Canine communication is not nearly as overt or in your face as our communication tends to be. Sure we have subtlties and nuances in body language, facial expressions, micro facial expression, tone of voice and other less obvious pieces of communications but most of our communication is big and open. We communicate clearly and blatantly by talking–we share ideas, express needs, negotiate, debate, plan, and argue. There are likely details in the smaller bits of communication but the bulk of it is pretty big. Dogs are generally the opposite with their communications. They may start with something small like a lip lick or a look away and only escalate if those attempts at communicating fail.

These small signals are often not seen, understood, interpreted, or acknowledged by humans which can lead to some dangerous problems. When dogs feel their message is not being heard, they have no other way to express it than to escalate and unfortunately, in many instances this means ultimately growling, snarling, snapping, or biting.

Over the Thanksgiving holiday I got a really nice clip of video of Shayne and Rio. I had been filming the pups eating their Turkey-Day Kongs when I caught a moment between Shayne and Rio.

I want you to watch the first 59 seconds of the video and then pause it. You can re-watch if you’d like but I want you to think about everything you see in terms of communication between the two dogs. What do you see? Feel fre to leave a comment on what you saw in the initial full-speed video clip. Once you’ve thought bout it go ahead and continue playing the video to check out the slowed down version.

Although an accident, I think this video is incredibly important. Not only does it show Shayne’s resource guarding behaviors and how she escalates–first a freeze with a hard stare and small tooth display, then a freeze with a harder c-shaped mouth, more tooth display and there was a low growl that I didn’t mention (because I was working with the video in silent and didn’t notice it until re-watching the raw footage for another video I’m working on), and finally she moved to physically claim the item (which is where I stepped in) but it also shows how Rio communicates to try and diffuse the situation. Rio’s behavior was critical in his escaping the situation unscathed. If he had not offered the lip licking, look-aways, turns, whale eyes, and paw lift, it could have ended very differently.

Why is all that so important, you might ask, well, besides the fact it’s good to know and helpful when dealing with dog to dog resource guarding to have a picture of the precursors that are likely happening before the escalation so you can step in if needed but imagine for a moment that Rio was a person. Rio recognized the lower levels of Shayne’s resource guarding and acted with all the appropriate doggie language to help diffuse the situation with Shayne; he prevented her from escalating into something more violent–would you know how to recognize the early signs? How about your 8 year old niece or nephew? Being able to recognize the earliest moments of resource guarding can help a person get out of the situation with out it escalating into something dangerous (while taking note that there needs to be some work on the resource guarding behavior to fix it).

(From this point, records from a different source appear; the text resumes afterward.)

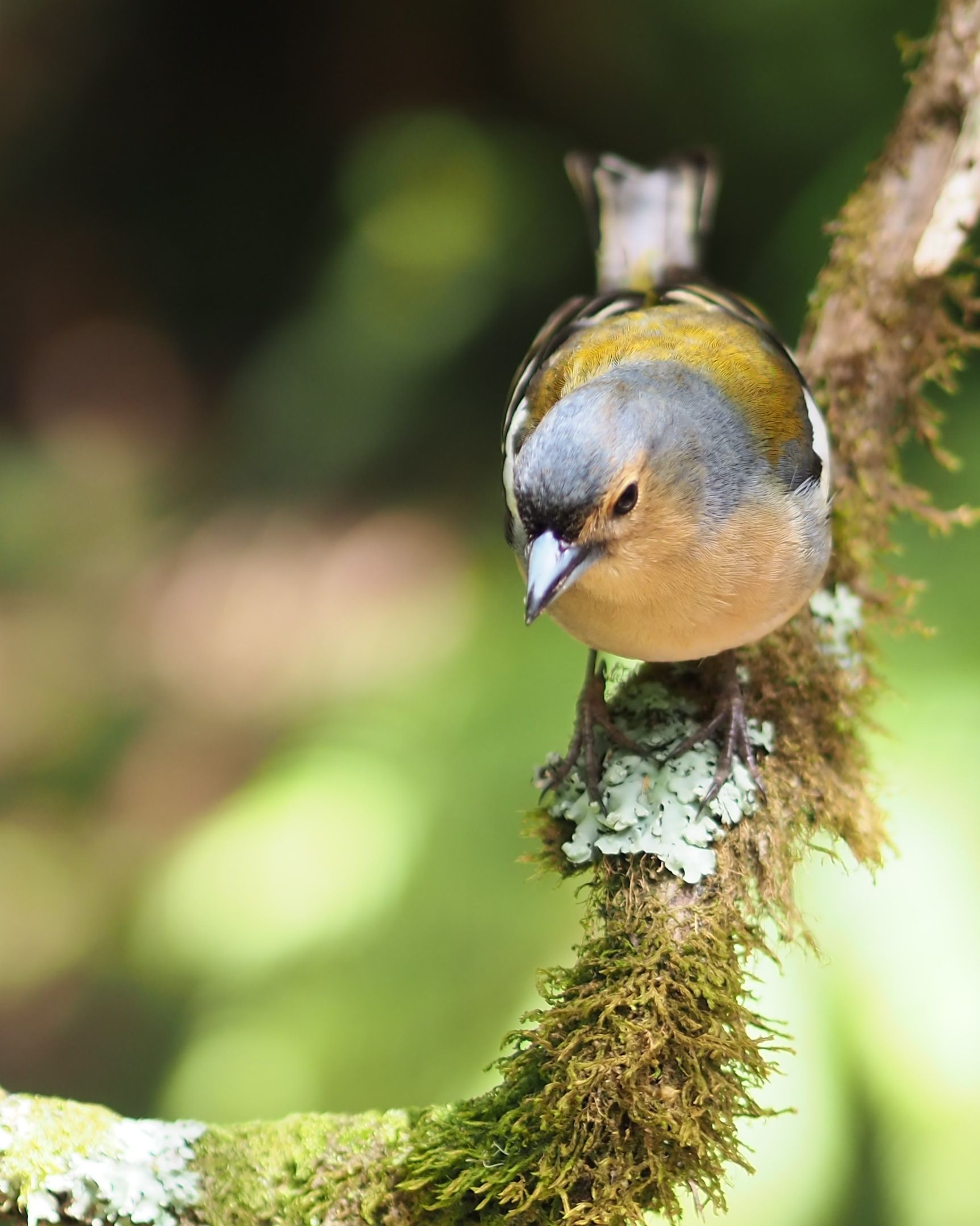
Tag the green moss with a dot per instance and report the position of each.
(628, 1089)
(299, 1170)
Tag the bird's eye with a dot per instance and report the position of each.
(626, 502)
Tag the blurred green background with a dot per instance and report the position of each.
(269, 705)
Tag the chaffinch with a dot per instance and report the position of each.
(665, 467)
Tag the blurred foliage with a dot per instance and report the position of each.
(270, 709)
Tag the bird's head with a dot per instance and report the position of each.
(607, 483)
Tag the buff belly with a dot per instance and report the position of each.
(700, 602)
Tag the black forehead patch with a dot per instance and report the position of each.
(799, 464)
(543, 514)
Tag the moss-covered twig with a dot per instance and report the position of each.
(628, 1088)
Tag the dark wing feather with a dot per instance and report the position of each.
(576, 313)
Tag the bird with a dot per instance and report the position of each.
(667, 470)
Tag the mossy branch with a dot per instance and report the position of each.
(625, 1092)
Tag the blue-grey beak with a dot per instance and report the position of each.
(553, 566)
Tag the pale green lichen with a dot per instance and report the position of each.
(840, 620)
(74, 1164)
(654, 803)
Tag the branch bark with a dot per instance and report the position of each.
(628, 1090)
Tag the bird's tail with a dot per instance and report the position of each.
(648, 227)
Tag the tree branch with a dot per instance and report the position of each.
(628, 1089)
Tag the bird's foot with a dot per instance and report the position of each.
(592, 715)
(728, 717)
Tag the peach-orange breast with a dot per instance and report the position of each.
(740, 360)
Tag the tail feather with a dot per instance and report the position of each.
(648, 227)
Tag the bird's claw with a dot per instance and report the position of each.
(592, 714)
(729, 714)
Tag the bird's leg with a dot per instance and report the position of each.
(728, 716)
(591, 715)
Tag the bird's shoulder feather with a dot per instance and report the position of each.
(712, 334)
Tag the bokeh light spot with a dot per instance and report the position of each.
(238, 1071)
(314, 850)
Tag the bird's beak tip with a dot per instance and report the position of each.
(553, 566)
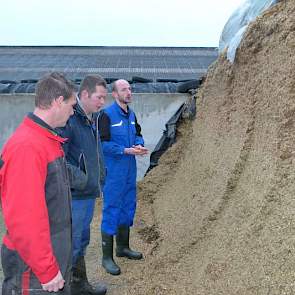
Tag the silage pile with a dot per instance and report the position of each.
(217, 216)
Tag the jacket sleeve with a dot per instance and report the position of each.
(138, 138)
(78, 178)
(25, 211)
(109, 147)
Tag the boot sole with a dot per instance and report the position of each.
(112, 273)
(129, 257)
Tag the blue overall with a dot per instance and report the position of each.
(119, 202)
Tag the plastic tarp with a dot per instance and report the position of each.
(237, 24)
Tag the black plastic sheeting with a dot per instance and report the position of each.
(138, 85)
(186, 110)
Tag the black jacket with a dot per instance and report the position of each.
(84, 155)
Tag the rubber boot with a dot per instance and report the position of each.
(80, 284)
(123, 249)
(107, 255)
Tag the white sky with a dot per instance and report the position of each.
(113, 22)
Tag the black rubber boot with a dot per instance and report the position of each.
(123, 249)
(107, 255)
(80, 284)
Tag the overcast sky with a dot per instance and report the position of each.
(114, 22)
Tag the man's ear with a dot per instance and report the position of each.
(84, 94)
(58, 101)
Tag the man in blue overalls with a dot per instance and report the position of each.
(121, 141)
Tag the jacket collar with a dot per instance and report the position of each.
(122, 112)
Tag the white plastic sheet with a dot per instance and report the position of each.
(237, 24)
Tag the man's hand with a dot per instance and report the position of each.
(55, 284)
(136, 150)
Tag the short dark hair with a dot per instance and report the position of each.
(52, 86)
(90, 82)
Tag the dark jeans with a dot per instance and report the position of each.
(82, 214)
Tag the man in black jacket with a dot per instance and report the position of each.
(86, 169)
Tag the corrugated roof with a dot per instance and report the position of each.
(18, 63)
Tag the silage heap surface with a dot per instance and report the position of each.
(217, 215)
(224, 212)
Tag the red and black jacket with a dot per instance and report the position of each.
(36, 200)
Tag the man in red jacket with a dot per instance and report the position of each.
(35, 196)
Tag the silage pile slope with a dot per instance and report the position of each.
(226, 216)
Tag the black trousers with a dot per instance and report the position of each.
(18, 277)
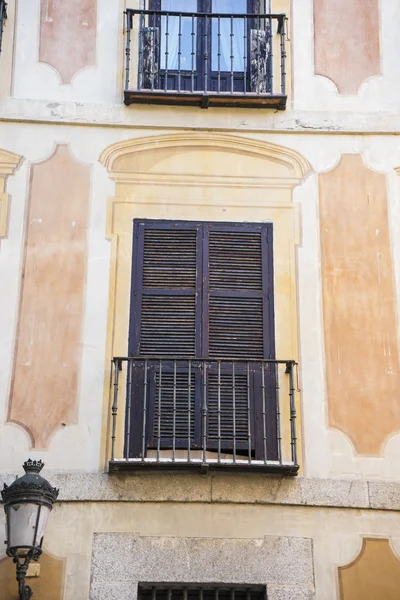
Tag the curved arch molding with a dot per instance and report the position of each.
(346, 42)
(359, 305)
(9, 163)
(375, 573)
(294, 167)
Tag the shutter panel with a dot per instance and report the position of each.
(235, 294)
(238, 276)
(165, 305)
(165, 322)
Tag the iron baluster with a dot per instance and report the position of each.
(141, 51)
(129, 408)
(271, 57)
(219, 54)
(264, 413)
(204, 413)
(283, 55)
(179, 52)
(278, 414)
(159, 411)
(219, 411)
(258, 56)
(245, 65)
(293, 437)
(189, 406)
(144, 409)
(248, 410)
(166, 53)
(174, 415)
(232, 56)
(205, 54)
(193, 53)
(234, 410)
(128, 48)
(114, 410)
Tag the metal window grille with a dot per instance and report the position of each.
(205, 59)
(168, 591)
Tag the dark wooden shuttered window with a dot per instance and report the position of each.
(200, 291)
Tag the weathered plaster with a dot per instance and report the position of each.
(49, 585)
(9, 162)
(375, 573)
(359, 305)
(68, 35)
(346, 36)
(47, 356)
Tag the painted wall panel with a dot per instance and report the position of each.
(375, 573)
(359, 305)
(47, 355)
(346, 36)
(68, 35)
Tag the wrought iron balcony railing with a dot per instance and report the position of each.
(205, 59)
(180, 413)
(3, 17)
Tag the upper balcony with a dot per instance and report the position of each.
(180, 413)
(205, 58)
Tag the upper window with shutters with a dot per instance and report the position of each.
(206, 52)
(202, 380)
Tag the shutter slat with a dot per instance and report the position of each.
(169, 260)
(168, 321)
(235, 261)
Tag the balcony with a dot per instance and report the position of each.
(3, 17)
(205, 59)
(180, 413)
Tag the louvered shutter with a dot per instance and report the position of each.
(165, 324)
(238, 324)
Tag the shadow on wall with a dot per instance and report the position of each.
(48, 586)
(375, 573)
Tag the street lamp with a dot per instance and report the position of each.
(27, 504)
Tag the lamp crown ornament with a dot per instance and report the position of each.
(27, 504)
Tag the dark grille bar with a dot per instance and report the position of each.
(3, 17)
(168, 591)
(210, 413)
(205, 59)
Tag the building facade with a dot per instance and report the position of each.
(199, 250)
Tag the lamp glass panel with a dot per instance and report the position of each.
(22, 524)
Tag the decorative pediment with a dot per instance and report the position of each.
(205, 156)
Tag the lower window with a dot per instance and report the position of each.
(161, 591)
(202, 336)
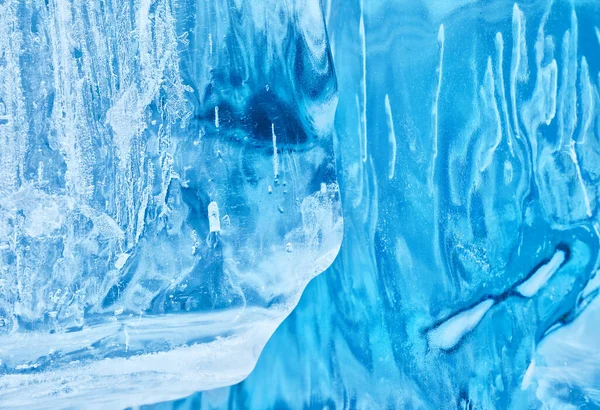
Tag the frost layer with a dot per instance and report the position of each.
(167, 190)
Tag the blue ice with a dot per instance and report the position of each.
(169, 186)
(467, 144)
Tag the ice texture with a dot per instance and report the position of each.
(469, 163)
(167, 190)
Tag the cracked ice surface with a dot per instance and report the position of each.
(468, 148)
(167, 190)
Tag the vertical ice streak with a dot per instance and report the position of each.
(391, 138)
(518, 68)
(363, 112)
(437, 249)
(275, 154)
(435, 107)
(500, 89)
(214, 219)
(534, 283)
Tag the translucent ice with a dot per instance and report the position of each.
(167, 190)
(468, 141)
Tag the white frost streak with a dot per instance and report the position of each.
(532, 285)
(435, 109)
(275, 154)
(391, 137)
(214, 222)
(363, 113)
(449, 333)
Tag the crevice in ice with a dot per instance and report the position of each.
(447, 334)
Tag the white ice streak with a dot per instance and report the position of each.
(214, 222)
(532, 285)
(447, 335)
(391, 137)
(275, 154)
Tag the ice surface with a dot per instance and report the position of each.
(167, 190)
(468, 154)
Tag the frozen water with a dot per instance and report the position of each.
(167, 190)
(468, 155)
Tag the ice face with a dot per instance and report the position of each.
(168, 189)
(468, 155)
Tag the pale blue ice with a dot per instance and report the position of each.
(174, 173)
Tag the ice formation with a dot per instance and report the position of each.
(167, 190)
(467, 137)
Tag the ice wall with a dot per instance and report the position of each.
(468, 154)
(167, 190)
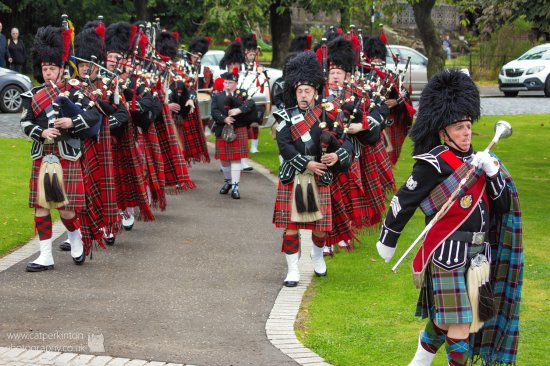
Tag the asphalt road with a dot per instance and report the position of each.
(196, 286)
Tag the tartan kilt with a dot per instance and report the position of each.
(353, 195)
(372, 185)
(191, 134)
(283, 209)
(235, 150)
(384, 166)
(153, 166)
(129, 175)
(341, 221)
(444, 298)
(73, 181)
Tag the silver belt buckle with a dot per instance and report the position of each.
(478, 238)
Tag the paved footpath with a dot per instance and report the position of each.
(195, 287)
(201, 286)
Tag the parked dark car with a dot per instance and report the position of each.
(12, 84)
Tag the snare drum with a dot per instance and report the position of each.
(205, 105)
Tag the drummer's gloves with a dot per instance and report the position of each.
(485, 161)
(387, 242)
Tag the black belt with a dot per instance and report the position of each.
(468, 237)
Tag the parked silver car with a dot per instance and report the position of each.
(212, 59)
(417, 69)
(12, 84)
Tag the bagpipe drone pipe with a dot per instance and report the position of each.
(243, 119)
(67, 108)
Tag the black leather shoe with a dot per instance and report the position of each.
(65, 246)
(34, 267)
(235, 194)
(110, 240)
(78, 261)
(226, 187)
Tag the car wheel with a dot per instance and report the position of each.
(10, 99)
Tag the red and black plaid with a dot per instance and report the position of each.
(283, 209)
(175, 171)
(341, 222)
(71, 224)
(101, 199)
(353, 195)
(153, 166)
(129, 175)
(72, 181)
(233, 150)
(384, 167)
(372, 185)
(191, 134)
(44, 97)
(43, 226)
(397, 132)
(291, 244)
(253, 132)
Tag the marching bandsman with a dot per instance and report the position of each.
(129, 162)
(176, 176)
(398, 124)
(183, 101)
(232, 113)
(475, 233)
(56, 177)
(349, 203)
(101, 219)
(303, 193)
(255, 80)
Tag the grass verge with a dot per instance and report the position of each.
(363, 314)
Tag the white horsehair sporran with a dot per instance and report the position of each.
(305, 198)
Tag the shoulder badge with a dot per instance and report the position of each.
(411, 183)
(466, 201)
(74, 82)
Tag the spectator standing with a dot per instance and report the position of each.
(447, 46)
(4, 53)
(16, 51)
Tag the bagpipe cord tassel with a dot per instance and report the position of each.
(299, 198)
(311, 202)
(47, 186)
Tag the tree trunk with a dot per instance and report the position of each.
(345, 18)
(434, 50)
(141, 9)
(279, 24)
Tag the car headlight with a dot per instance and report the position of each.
(534, 70)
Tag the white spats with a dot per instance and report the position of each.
(77, 248)
(293, 272)
(422, 357)
(254, 146)
(236, 169)
(318, 260)
(45, 258)
(226, 170)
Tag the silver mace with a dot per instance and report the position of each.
(503, 129)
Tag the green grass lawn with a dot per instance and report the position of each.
(363, 314)
(16, 218)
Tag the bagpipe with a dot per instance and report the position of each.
(236, 101)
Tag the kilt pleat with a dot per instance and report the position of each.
(191, 134)
(445, 296)
(73, 181)
(235, 150)
(283, 209)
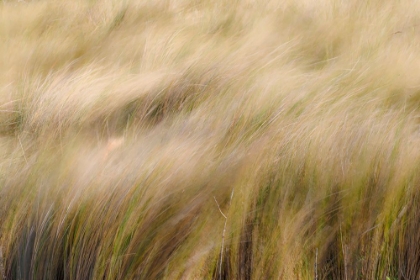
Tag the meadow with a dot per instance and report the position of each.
(198, 139)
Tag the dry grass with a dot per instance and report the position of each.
(126, 126)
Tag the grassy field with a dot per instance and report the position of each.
(204, 139)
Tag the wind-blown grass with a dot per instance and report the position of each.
(209, 139)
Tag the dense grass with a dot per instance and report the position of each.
(209, 139)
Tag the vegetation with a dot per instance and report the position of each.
(209, 139)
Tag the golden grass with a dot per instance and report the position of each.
(209, 139)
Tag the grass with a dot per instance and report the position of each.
(209, 139)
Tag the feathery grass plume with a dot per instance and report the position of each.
(127, 126)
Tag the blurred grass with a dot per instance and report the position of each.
(125, 125)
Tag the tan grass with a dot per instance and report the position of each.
(126, 126)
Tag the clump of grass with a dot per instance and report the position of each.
(209, 140)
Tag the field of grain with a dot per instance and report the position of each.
(198, 139)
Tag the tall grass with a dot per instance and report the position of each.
(209, 139)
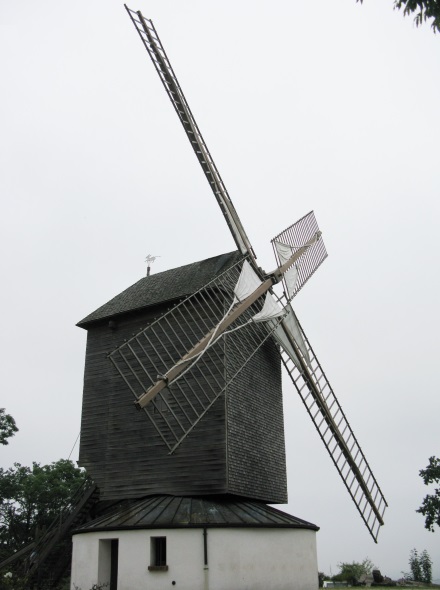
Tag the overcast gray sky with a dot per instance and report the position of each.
(324, 105)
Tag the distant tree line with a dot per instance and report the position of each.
(423, 9)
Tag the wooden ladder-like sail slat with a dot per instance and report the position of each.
(337, 435)
(154, 47)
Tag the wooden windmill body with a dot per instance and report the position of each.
(238, 447)
(199, 349)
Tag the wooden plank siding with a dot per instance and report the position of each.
(236, 449)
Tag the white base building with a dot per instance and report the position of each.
(162, 542)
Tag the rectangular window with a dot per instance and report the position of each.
(158, 554)
(108, 563)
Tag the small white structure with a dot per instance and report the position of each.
(259, 548)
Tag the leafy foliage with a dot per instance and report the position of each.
(353, 572)
(421, 566)
(424, 9)
(430, 507)
(31, 499)
(426, 567)
(7, 427)
(414, 564)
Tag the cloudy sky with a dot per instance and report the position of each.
(323, 105)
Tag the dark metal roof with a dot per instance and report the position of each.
(184, 512)
(164, 286)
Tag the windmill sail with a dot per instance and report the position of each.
(153, 45)
(333, 428)
(178, 407)
(289, 241)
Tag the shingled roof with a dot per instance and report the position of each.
(163, 286)
(186, 512)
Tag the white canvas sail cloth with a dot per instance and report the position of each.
(247, 283)
(290, 324)
(270, 310)
(291, 275)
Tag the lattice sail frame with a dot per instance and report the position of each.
(156, 51)
(335, 432)
(178, 408)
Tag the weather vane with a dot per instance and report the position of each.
(149, 260)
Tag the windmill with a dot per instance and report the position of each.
(172, 366)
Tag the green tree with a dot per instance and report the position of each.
(426, 567)
(7, 427)
(430, 507)
(32, 498)
(353, 572)
(423, 9)
(414, 564)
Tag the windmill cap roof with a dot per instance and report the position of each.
(164, 286)
(187, 512)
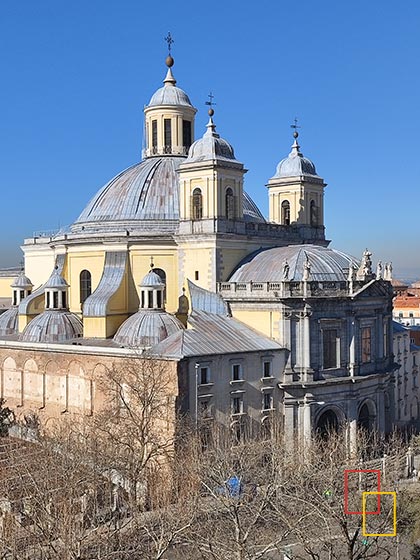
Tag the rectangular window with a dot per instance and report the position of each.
(168, 135)
(204, 376)
(236, 372)
(267, 400)
(186, 134)
(237, 405)
(385, 339)
(330, 347)
(266, 369)
(205, 408)
(366, 345)
(154, 134)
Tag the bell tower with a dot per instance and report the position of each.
(296, 192)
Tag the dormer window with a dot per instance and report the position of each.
(285, 213)
(186, 134)
(154, 136)
(168, 136)
(197, 204)
(230, 204)
(314, 214)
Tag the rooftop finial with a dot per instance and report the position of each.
(169, 60)
(295, 126)
(295, 146)
(210, 103)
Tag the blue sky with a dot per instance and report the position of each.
(76, 75)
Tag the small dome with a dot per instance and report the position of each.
(9, 321)
(210, 146)
(268, 265)
(152, 279)
(169, 94)
(53, 326)
(147, 328)
(56, 280)
(295, 165)
(22, 281)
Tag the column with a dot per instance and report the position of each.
(306, 350)
(352, 345)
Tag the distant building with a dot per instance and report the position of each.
(407, 391)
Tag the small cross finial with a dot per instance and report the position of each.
(210, 103)
(169, 41)
(295, 126)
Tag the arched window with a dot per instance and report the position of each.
(285, 213)
(197, 205)
(314, 214)
(85, 285)
(162, 275)
(230, 204)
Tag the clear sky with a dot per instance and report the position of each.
(76, 75)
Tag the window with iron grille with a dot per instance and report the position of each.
(366, 345)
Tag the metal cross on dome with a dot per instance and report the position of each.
(210, 102)
(295, 125)
(170, 41)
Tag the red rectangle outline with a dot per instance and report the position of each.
(346, 491)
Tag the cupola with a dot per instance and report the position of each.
(21, 288)
(56, 324)
(169, 119)
(151, 324)
(56, 292)
(296, 191)
(211, 181)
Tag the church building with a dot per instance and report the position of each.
(172, 259)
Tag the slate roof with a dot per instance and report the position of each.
(213, 334)
(267, 265)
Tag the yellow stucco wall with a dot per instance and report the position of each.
(5, 289)
(93, 261)
(262, 320)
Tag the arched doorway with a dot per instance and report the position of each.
(366, 417)
(327, 424)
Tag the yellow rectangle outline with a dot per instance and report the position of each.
(394, 534)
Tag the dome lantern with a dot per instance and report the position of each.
(56, 292)
(296, 191)
(21, 288)
(169, 119)
(152, 290)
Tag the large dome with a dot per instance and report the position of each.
(53, 326)
(143, 197)
(146, 328)
(268, 265)
(144, 193)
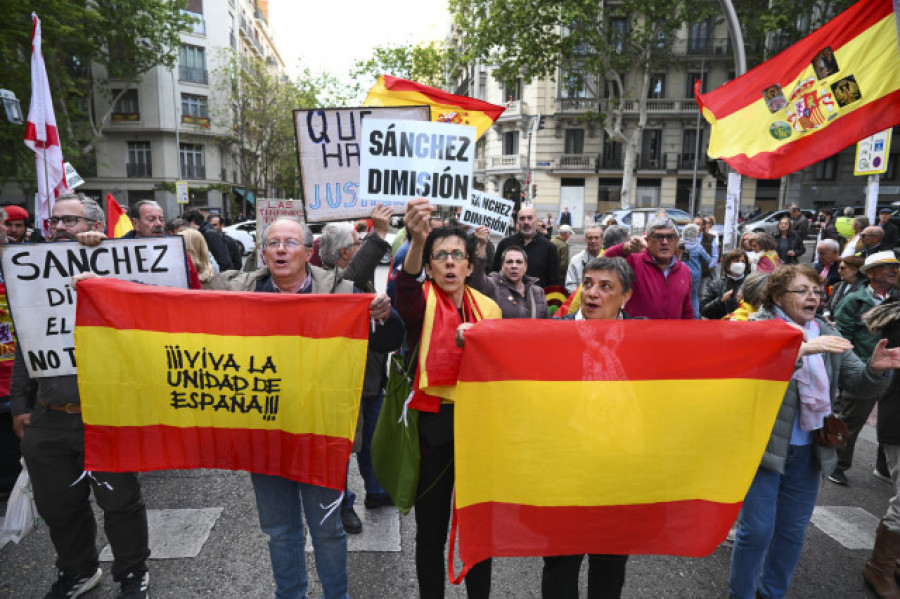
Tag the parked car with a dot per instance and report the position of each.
(767, 222)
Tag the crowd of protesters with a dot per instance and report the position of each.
(445, 279)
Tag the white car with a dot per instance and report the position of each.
(244, 233)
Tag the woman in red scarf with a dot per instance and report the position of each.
(433, 310)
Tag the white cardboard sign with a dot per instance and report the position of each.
(402, 160)
(328, 142)
(38, 281)
(490, 211)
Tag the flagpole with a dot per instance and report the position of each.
(733, 191)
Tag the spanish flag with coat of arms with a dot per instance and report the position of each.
(636, 437)
(831, 89)
(264, 382)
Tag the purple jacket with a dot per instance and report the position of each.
(654, 295)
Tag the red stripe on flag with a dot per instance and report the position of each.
(124, 305)
(787, 65)
(602, 340)
(866, 120)
(316, 459)
(671, 528)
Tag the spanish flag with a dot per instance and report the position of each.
(834, 87)
(117, 222)
(445, 107)
(635, 438)
(264, 382)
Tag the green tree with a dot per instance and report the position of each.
(86, 44)
(423, 63)
(587, 46)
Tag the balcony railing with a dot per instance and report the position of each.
(506, 163)
(664, 105)
(193, 75)
(193, 171)
(580, 162)
(139, 169)
(577, 105)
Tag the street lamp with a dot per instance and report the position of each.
(11, 106)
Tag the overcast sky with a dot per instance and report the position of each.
(332, 34)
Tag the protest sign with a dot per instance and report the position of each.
(404, 160)
(493, 212)
(266, 213)
(42, 300)
(328, 143)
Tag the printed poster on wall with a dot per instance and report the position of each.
(328, 145)
(38, 281)
(402, 160)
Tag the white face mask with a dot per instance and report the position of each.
(736, 269)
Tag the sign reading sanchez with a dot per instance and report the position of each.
(42, 301)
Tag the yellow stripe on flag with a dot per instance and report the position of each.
(305, 386)
(611, 442)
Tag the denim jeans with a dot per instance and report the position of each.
(279, 502)
(772, 527)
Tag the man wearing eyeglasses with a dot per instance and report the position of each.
(281, 503)
(662, 283)
(881, 268)
(52, 434)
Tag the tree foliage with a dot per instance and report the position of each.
(86, 44)
(585, 45)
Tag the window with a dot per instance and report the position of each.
(689, 84)
(194, 110)
(574, 141)
(657, 86)
(651, 145)
(193, 164)
(618, 33)
(689, 148)
(139, 159)
(826, 170)
(126, 108)
(192, 66)
(510, 143)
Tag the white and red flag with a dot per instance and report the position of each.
(42, 136)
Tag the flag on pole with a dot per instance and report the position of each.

Do not wait for a dog to choose to escalate their threat to a growl, snarl, snap, or bite to then listen to their threat and get out of the situation. There are a multitude of warnings prior to an escalation (assuming they haven’t been punished out) and it’s important to know and recognize these warnings to keep yourself (and others) safe. This is not to say you tolerate the resource guarding–you keep yourself and others safe by knowing the early warning signs while you contact a qualified trainer to help you resolve the guarding behavior.